Dio infatti ha tanto amato il mondo da dare il Figlio unigenito perché chiunque crede in lui non vada perduto, ma abbia la vita eterna. Dio, infatti, non ha mandato il Figlio nel mondo per condannare il mondo, ma perché il mondo sia salvato per mezzo di lui. Chi crede in lui non è condannato; ma chi non crede è già stato condannato, perché non ha creduto nel nome dell’unigenito Figlio di Dio.
E il giudizio è questo: la luce è venuta nel mondo, ma gli uomini hanno amato più le tenebre che la luce, perché le loro opere erano malvagie. Chiunque infatti fa il male, odia la luce, e non viene alla luce perché le sue opere non vengano riprovate. Invece chi fa la verità viene verso la luce, perché appaia chiaramente che le sue opere sono state fatte in Dio».


Lectio Divina

Il brano evangelico che la liturgia di questa IV domenica di Quaresima, domenica Laetare, ci fa ascoltare è tratto dal Vangelo di Giovanni e ci riporta la parte finale del colloquio notturno di Gesù con “un uomo di nome Nicodemo, uno dei capi dei Giudei” Gv 3,1.

In questo intenso dialogo Gesù, interrogato sulla sua provenienza da Dio, parla della necessità di rinascere nello Spirito, che paragonato al vento “soffia dove vuole e ne senti la voce, ma non sai da dove viene e dove va” Gv 3,8.

Gesù afferma che è solo nella realtà dello Spirito, presente nella storia, nell’esistenza umana che è possibile riconoscere ed accogliere il segno per eccellenza della presenza di Dio nel mondo che è lui: Gesù di Nazareth.

Rievocando l’evento del serpente di bronzo innalzato da Mosè nel deserto per guarire gli israeliti colpiti dai morsi dei serpenti velenosi, Gesù annuncia in simbolo la sua morte e risurrezione chiamando alla fede Nicodemo e noi che ascoltiamo la sua parola nell’oggi della liturgia.

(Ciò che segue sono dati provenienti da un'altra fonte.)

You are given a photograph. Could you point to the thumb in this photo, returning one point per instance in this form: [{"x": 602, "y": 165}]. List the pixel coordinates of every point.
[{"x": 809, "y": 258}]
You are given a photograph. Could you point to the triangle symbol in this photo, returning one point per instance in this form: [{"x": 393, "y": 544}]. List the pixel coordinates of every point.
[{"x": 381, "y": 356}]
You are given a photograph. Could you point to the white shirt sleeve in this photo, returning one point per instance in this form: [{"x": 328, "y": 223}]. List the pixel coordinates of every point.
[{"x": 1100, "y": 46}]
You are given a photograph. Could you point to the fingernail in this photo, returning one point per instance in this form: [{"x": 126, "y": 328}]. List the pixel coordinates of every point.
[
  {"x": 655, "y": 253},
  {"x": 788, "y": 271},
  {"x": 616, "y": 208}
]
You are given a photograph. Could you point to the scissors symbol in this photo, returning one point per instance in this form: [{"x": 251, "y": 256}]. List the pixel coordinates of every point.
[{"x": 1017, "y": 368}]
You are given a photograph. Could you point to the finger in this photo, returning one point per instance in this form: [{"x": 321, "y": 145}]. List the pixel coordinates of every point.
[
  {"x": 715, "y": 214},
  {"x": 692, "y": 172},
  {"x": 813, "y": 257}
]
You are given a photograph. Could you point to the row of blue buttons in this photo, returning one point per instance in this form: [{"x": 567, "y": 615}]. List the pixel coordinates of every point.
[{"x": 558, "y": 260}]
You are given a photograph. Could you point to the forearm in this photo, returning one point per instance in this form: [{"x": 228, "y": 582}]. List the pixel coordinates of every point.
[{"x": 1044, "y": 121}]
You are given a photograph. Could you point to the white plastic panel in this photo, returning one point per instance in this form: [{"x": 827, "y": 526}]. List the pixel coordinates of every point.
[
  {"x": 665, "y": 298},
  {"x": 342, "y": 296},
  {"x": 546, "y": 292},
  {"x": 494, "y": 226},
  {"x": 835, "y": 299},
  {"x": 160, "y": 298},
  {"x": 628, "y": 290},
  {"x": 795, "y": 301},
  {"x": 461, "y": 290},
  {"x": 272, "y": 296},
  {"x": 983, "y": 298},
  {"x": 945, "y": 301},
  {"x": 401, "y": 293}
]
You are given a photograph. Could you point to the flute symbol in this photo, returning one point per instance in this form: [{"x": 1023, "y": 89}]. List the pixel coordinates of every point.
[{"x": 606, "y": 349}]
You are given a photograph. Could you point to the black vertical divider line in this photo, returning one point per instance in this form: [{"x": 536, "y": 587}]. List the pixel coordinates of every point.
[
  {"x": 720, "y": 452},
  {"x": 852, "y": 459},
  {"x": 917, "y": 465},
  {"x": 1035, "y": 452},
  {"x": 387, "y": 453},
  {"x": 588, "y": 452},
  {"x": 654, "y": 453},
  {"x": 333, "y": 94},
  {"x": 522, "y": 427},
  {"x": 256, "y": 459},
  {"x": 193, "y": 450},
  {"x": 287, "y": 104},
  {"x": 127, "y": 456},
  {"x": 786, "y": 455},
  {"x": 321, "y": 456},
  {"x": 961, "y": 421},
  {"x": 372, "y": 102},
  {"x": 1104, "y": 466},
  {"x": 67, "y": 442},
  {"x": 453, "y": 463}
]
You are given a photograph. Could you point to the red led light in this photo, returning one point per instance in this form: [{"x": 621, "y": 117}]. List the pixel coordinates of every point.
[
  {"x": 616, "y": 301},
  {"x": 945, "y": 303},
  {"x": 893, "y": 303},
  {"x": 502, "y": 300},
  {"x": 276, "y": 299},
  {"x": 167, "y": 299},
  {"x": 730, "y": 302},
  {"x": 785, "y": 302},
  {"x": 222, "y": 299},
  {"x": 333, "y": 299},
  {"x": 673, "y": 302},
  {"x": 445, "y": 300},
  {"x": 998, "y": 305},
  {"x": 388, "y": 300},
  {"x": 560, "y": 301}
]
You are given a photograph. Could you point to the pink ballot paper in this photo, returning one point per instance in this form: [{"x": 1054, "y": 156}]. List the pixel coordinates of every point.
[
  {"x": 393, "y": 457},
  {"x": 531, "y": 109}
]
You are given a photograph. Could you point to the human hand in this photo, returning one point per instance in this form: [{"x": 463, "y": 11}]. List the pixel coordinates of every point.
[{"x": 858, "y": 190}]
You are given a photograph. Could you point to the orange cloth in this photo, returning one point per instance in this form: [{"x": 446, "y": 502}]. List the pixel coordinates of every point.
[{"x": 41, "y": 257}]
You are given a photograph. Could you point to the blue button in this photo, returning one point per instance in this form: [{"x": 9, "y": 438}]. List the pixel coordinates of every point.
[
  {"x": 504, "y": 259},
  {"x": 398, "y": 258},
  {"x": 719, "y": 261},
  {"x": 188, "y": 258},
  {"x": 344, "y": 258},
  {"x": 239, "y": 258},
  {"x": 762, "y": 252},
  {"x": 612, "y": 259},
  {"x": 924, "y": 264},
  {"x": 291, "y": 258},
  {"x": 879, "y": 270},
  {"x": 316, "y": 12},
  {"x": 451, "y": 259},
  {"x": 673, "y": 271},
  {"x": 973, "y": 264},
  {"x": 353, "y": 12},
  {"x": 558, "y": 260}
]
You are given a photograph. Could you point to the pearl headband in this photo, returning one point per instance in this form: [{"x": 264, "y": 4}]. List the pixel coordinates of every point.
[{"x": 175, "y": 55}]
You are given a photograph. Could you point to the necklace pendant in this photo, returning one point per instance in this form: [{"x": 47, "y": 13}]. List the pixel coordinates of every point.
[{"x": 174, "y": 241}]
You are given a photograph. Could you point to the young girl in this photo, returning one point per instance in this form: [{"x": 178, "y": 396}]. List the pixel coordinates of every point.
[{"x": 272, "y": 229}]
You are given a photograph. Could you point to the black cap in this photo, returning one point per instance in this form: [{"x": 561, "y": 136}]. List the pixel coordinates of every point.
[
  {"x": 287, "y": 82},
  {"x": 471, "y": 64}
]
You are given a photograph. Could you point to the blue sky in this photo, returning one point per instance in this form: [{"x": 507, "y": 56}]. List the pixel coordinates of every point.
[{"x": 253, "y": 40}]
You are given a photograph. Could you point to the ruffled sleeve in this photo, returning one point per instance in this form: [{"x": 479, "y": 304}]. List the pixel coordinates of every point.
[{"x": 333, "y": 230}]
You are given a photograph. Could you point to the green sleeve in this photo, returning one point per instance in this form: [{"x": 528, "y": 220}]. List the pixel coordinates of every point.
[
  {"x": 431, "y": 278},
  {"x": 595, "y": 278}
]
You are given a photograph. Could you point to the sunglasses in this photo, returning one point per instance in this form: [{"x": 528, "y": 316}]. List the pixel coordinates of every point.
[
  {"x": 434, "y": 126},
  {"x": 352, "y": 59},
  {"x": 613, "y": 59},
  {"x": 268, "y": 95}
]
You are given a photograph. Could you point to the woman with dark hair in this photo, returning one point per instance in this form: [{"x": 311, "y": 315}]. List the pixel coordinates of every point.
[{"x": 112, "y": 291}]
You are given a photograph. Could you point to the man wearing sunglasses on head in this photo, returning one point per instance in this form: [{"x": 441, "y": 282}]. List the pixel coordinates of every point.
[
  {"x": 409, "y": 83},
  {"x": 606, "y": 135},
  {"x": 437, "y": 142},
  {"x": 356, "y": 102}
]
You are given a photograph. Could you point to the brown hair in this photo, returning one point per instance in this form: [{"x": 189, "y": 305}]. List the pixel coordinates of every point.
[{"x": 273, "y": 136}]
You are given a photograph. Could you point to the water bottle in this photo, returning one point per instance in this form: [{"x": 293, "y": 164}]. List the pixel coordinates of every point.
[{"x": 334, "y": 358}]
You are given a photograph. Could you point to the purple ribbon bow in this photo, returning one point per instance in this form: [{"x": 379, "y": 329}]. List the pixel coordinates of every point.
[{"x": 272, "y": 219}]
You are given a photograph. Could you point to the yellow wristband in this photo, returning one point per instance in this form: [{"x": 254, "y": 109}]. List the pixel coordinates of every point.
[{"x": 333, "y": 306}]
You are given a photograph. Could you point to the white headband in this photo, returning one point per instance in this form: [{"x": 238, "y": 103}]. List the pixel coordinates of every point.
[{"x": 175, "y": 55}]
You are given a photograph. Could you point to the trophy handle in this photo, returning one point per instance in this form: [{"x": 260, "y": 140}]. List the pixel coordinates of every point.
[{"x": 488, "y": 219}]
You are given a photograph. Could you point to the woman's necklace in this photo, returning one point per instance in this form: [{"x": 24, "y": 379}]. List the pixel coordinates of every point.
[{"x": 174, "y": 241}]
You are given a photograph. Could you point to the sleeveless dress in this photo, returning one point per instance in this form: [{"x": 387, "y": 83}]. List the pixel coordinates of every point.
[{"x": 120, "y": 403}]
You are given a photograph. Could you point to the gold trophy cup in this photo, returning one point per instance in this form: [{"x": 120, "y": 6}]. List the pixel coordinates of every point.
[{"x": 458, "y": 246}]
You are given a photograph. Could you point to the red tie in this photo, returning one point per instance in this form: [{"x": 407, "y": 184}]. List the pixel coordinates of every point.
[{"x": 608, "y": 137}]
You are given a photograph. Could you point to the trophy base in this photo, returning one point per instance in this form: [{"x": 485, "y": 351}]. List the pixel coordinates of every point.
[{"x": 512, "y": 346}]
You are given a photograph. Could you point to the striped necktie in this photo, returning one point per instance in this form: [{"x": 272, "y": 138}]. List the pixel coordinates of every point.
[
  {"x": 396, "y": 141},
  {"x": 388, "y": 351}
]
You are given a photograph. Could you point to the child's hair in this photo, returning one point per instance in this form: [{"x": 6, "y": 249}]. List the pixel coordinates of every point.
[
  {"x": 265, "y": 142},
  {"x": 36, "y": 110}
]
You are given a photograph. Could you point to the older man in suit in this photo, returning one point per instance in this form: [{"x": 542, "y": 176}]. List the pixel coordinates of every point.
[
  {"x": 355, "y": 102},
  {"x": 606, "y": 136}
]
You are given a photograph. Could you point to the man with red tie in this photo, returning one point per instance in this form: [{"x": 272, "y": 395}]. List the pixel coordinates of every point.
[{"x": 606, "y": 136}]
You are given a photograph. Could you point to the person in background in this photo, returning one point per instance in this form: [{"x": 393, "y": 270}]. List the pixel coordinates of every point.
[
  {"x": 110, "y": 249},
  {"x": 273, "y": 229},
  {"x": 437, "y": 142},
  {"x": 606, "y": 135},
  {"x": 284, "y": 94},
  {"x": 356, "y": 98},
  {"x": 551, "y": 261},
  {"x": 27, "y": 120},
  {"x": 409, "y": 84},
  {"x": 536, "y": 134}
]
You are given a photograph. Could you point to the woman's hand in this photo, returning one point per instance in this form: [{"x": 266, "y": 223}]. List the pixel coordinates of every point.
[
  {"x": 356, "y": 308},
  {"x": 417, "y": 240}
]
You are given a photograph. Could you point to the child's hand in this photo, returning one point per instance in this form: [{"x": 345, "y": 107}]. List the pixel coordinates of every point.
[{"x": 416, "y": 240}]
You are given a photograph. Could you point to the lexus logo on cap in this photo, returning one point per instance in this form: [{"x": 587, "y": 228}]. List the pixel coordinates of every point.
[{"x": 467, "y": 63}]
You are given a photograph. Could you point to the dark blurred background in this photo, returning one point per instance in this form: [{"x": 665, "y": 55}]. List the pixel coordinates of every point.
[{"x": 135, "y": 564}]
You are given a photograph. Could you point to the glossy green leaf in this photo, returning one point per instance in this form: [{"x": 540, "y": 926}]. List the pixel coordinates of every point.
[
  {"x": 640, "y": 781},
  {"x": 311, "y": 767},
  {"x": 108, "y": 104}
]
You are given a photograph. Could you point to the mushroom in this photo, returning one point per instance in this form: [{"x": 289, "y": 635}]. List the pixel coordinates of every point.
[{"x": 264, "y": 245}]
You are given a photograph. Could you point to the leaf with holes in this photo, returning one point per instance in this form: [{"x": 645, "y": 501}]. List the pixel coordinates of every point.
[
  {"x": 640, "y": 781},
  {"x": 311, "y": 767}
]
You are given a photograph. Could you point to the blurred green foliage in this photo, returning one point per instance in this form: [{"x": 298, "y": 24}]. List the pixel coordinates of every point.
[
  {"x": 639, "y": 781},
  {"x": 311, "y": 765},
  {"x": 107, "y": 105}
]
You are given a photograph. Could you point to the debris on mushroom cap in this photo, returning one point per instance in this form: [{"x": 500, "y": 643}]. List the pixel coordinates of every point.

Sappiamo dal Vangelo di Giovanni che questo uomo non si farà immediatamente discepolo del Signore ma in seguito prenderà timidamente le sue difese nel sinedrio e parteciperà alla sua sepoltura esprimendo in questo modo la sua fede nel Figlio di Dio e dell’uomo, apparso in modo così distante dalle sue aspettative messianiche.

Oggi questa figura del Figlio dell’uomo, innalzato scandalosamente sulla croce, per donare salvezza e non condanna e castigo chiama noi ad una risposta di fede.

Gesù non ci invita a dare un freddo assenso della mente o ad esprimere un passeggero moto del sentimento ma vuole coinvolgerci con tutta la nostra persona, perché, attirati dalla sua luce che ancora scaturisce e vince le tenebre del peccato e della morte, ci incamminiamo dietro a lui, diventiamo suoi discepoli e testimoni.

Lo Spirito del Signore, che Francesco e Chiara ci insegnano a desiderare e ad assecondare sopra ogni altra cosa, ci aiuti a confessare con il nostro modo di vivere:

“Noi abbiamo conosciuto e creduto l’amore che Dio ha per noi. Dio è amore.”  1Gv 4,16

E sia fiducia, gioia profonda, pace, speranza certa di salvezza e di vita piena

in noi, attorno a noi, per tutti e per tutto.